Lander is a fairly typical Wyoming town with a population of a little over 7500. But as soon as you enter town, you notice something different: there are an unusual number of large bronze sculptures including a magnificent one of a cowboy herding three long-horns as you enter the town from the East and North. Were you to look closely, you would discover there is even a horsefly on the hip of the horse the cowboy is riding.
Monte and Beverly Paddleford founded Eagle Bronze and Foundry in Lander in 1985. Beverly, an artist, was the daughter of a sculptor. One of her pieces, “Hope,” can be seen at www.hopemonument.com. As I understood it, thirty-five copies have been purchased for display around the country.
Monte, an engineer for Alcoa, saw the work Beverly’s father was doing casting his own work and saw the potential for a business.
We first visited Lander shortly after the company was founded and saw some of their work on the street or perhaps in a storage lot near the foundry. Passing through in 2000, we saw more of the work. So on impulse, we decided to visit the foundry this time.
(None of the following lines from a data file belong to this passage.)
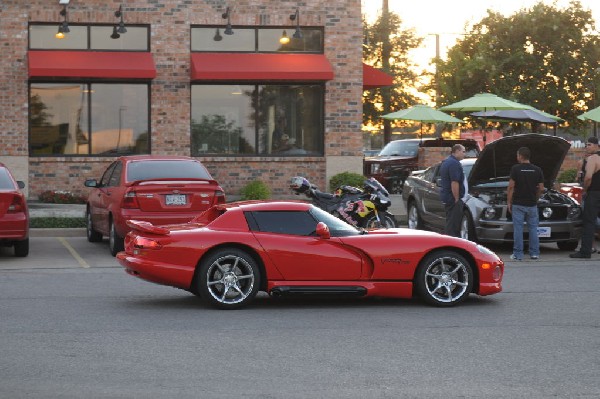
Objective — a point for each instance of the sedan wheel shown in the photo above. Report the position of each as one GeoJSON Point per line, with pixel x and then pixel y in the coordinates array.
{"type": "Point", "coordinates": [567, 245]}
{"type": "Point", "coordinates": [396, 186]}
{"type": "Point", "coordinates": [414, 219]}
{"type": "Point", "coordinates": [228, 279]}
{"type": "Point", "coordinates": [115, 243]}
{"type": "Point", "coordinates": [444, 278]}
The Paddlefords have a gallery in Lander and one at the foundry where one can see and purchase some of the smaller works. Also, one can call 307-322-5436 to schedule a tour. Not knowing that, we had not called. But Beverly, overhearing our conversation with one of their employees, offered us a short tour – it became a tour we are unlikely to ever forget.
Bronze statues have been cast since ancient times, but it is not an easy process. Even before entering the building, I was impressed with a statue of two deer side-by-side: the buck is up on one leg, his only support where the tail of the doe hits his chest and another leg touches hers. Getting fine detail in a statue is hard; putting heavy weight on delicate supports is very hard.
I will not attempt to describe the casting process in full detail but just give an outline: 1. An artist brings them the sculpture; 2. A mold is made of the sculpture; this often involves the need to cut the original into parts; 3. The mold is a negative impression and another positive impression is made inside the mold with wax; 4. The wax image is then coated with a sand and ceramic mixture to make another hard mold that will withstand heat (the mold includes tubes to feed in the bronze); 5. The wax is melted out; 6. The mold is heated and molten bronze poured in (the weight of the bronze used is nine times the weight of the wax); 7. The
mold is removed; 8. The bronze statue is sand-blasted and buffed; 9. Any patina the artist desires is added; and the product is finished. Any mistakes in this explanation can be attributed to my bad hearing (and memory) and not to Beverly.
Eagle Bronze Foundry clearly has established a reputation for excellent work. We saw photos of a gigantic horse now in the El Paso airport and the largest continuous sculpture in the world, a herd of cattle driven through the Texas countryside displayed in downtown Dallas. We saw a huge horse waiting completion by the same man who did the Wall Street Bull; it is to be one of three for places around the world including Dubai.
Beverly showed us a small model of what will be a 20×26 foot sculpture of stacks of books surrounded by children reading: it will go in front of the Artesia, New Mexico library. Later, we actually saw one of full-sized stacks of books almost ready to have a mold made. Eagle Bronze also supervises the installation of such huge pieces.
The entire tour was a wonderful unexpected experience. And then coincidence sprinkled a little sugar on our daily bread and butter: in conversation, it turned out that Monte and Beverly were married on the same day as we were forty-five years ago.